Opéra Bastille, 21 novembre
La mise en scène de Calixto Bieito semble bien installée à l’Opéra Bastille, depuis son entrée au répertoire de l’Opéra National de Paris, en 2017. Son principal avantage réside dans la sobriété de ses décors et sa direction d’acteurs précise. Ces qualités se retrouvent dans la distribution.
Gaëlle Arquez n’a pas les moyens vocaux impressionnants d’une Anita Rachvelishvili, mais elle possède l’exacte typologie requise pour Carmen, un rôle qu’elle a beaucoup chanté, depuis six ans. Entre soprano lyrique et mezzo-soprano, elle joue l’équilibre. Le registre grave est suffisant dans l’air « des cartes », et l’aigu léger dans la « Séguedille ». Surtout, son interprétation reste constamment musicale, ce qui exclut tout effet vériste.
Du point de vue théâtral, la mezzo française n’est jamais vulgaire. Son incarnation donne l’image d’une Carmen subtile et riche psychologiquement, hantée par la mort, mais drôle à l’occasion, volage certes, mais sincère et émue quand elle avoue son amour à Escamillo, au dernier acte.
En Don José, Michael Spyres brille par un art vocal sans pareil. Aucune brutalité dans la ligne, mais un dosage minutieux de la couleur et des passages entre les registres, avec une élégante maîtrise du falsetto. Comme l’on pouvait s’y attendre, son air « La fleur que tu m’avais jetée » aura été longuement et chaleureusement applaudi. Mais d’autres moments, comme le duo avec Micaëla et, surtout, la fin du III, sont tout aussi réussis. Il peut alors déployer une certaine puissance vocale et dramatique, sans faire du gros son.

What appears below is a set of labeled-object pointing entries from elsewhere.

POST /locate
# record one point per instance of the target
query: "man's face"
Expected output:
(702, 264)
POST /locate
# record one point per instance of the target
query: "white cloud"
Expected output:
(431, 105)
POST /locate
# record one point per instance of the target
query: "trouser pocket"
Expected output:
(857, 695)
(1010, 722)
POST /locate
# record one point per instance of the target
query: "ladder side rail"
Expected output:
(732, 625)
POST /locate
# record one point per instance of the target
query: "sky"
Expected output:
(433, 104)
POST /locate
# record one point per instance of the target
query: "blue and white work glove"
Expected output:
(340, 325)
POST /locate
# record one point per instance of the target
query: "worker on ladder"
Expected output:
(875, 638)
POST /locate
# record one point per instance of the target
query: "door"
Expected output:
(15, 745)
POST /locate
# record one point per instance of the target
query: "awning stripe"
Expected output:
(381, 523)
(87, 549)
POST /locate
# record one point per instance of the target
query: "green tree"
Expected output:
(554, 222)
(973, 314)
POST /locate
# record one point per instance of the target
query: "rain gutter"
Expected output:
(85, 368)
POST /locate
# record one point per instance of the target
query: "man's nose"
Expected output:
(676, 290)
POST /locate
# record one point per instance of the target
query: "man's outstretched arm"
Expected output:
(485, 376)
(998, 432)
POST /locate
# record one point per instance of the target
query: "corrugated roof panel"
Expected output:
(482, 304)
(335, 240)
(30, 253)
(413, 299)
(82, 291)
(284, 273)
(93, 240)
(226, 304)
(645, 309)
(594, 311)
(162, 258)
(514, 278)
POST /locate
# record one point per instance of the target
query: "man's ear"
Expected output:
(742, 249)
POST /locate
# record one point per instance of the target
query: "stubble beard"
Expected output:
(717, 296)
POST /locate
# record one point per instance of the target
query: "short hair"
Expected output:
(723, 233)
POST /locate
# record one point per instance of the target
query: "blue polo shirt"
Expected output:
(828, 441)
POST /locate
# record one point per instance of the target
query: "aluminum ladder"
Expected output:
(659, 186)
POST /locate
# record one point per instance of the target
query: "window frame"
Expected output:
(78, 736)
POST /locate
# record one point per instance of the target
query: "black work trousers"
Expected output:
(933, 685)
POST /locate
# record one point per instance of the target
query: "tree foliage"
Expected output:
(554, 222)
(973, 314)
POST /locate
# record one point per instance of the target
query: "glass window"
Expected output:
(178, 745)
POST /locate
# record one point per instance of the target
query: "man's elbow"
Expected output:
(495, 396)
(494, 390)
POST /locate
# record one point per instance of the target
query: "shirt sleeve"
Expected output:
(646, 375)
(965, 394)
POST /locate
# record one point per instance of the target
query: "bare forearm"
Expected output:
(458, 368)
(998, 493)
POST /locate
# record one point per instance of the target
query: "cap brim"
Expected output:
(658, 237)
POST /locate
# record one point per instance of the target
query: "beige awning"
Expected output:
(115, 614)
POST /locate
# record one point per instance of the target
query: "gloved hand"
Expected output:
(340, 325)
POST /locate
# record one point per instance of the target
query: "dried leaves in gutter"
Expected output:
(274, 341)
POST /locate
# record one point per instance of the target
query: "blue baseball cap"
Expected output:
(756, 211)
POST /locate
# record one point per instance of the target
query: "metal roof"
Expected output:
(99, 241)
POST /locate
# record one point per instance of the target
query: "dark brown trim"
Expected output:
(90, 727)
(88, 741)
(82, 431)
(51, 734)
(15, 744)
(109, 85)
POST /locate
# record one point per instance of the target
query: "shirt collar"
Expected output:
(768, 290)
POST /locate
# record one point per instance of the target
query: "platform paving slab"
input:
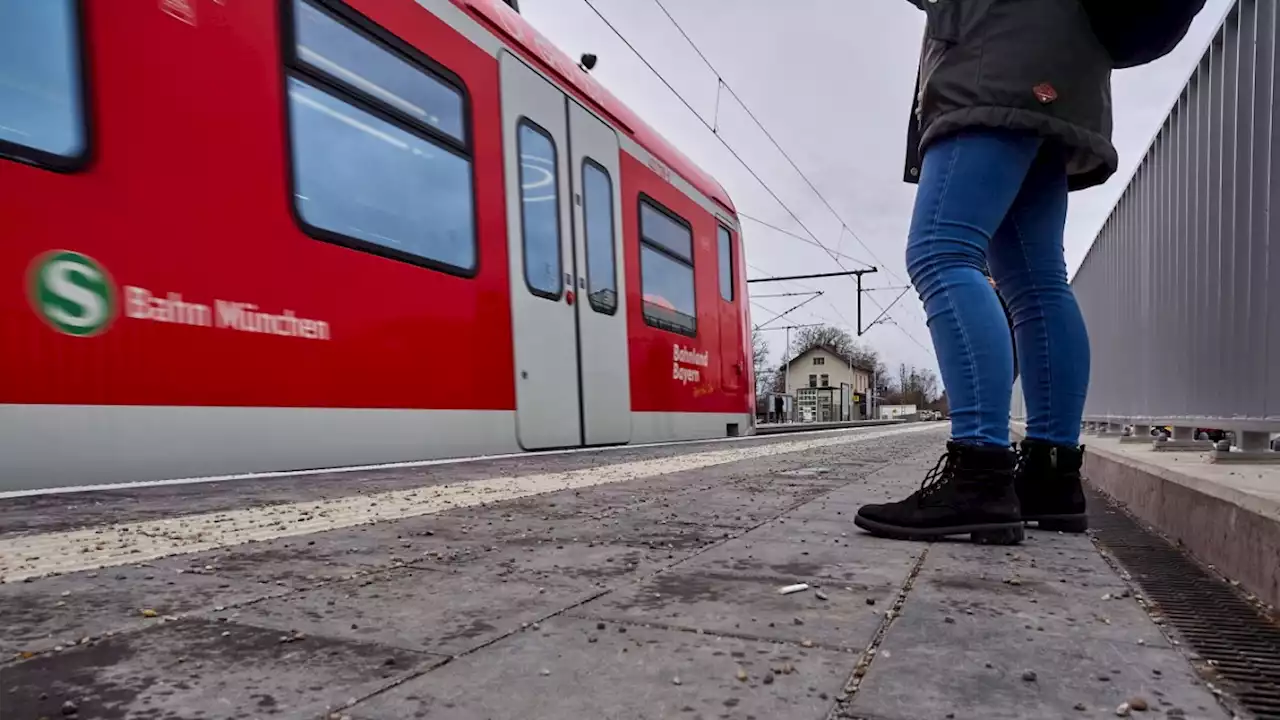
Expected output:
(575, 669)
(693, 600)
(978, 619)
(65, 610)
(417, 610)
(202, 669)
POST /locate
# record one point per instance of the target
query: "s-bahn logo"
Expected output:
(72, 292)
(74, 295)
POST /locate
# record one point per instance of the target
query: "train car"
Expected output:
(250, 236)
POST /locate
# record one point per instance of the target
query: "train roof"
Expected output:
(508, 23)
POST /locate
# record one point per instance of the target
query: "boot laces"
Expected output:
(938, 477)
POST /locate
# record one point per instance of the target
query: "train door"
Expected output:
(539, 229)
(732, 367)
(602, 319)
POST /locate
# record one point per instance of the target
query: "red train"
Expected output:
(270, 235)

À côté de ces qualités proprement musicales, le ténor américain ne néglige pas la théâtralité de son personnage. Il parvient à imposer, en particulier dans la toujours bouleversante scène finale, une image de « loser » tendre.
La soprano sud-africaine Golda Schultz débute à l’Opéra National de Paris, avec Micaëla. C’est une bonne surprise. Elle aussi possède, outre un timbre délicieux, une belle maîtrise technique, qui rend particulièrement séduisant son air « Je dis que rien ne m’épouvante ». Et puis, ce sourire charmeur et touchant, au milieu de ce monde de brutes, offre un heureux contraste dramatique.
En Escamillo, on retrouve, avec plaisir, Lucas Meachem, qui nous avait séduit en Billy Budd, ici même, en 2010. Le « toréador » du baryton américain n’est pas un coq bellâtre, et ne souffre aucune vulgarité. Au contraire, il se présente, à chacune de ses apparitions, comme un grand bourgeois, austère et réservé, ce qui peut surprendre, mais n’est pas mal vu. Ce digne personnage chante… dignement, dans un français châtié (tout le monde, précisons-le, prononce le texte très correctement).
Il n’y a pas de petit rôle dans Carmen, et Tomasz Kumiega et Alejandro Baliñas Vieites suscitent un intérêt immédiat. Andrea Cueva Molnar et Adèle Charvet sont parfaites dans les ensembles. Quant à Marc Labonnette et Loïc Félix, ils ajoutent une pincée de blague parisienne dans cette sombre histoire, héritage de la tradition d’« opéra-comique ».
La Maîtrise des Hauts-de-Seine est aussi bonne vocalement que concernée scéniquement. L’Orchestre de l’Opéra National de Paris est superbe. Fabien Gabel dirige avec des tempi contrastés, puisant dans ces contrastes une réelle tension dramatique.
Plus qu’une reprise de routine, une représentation aboutie et d’une belle tenue.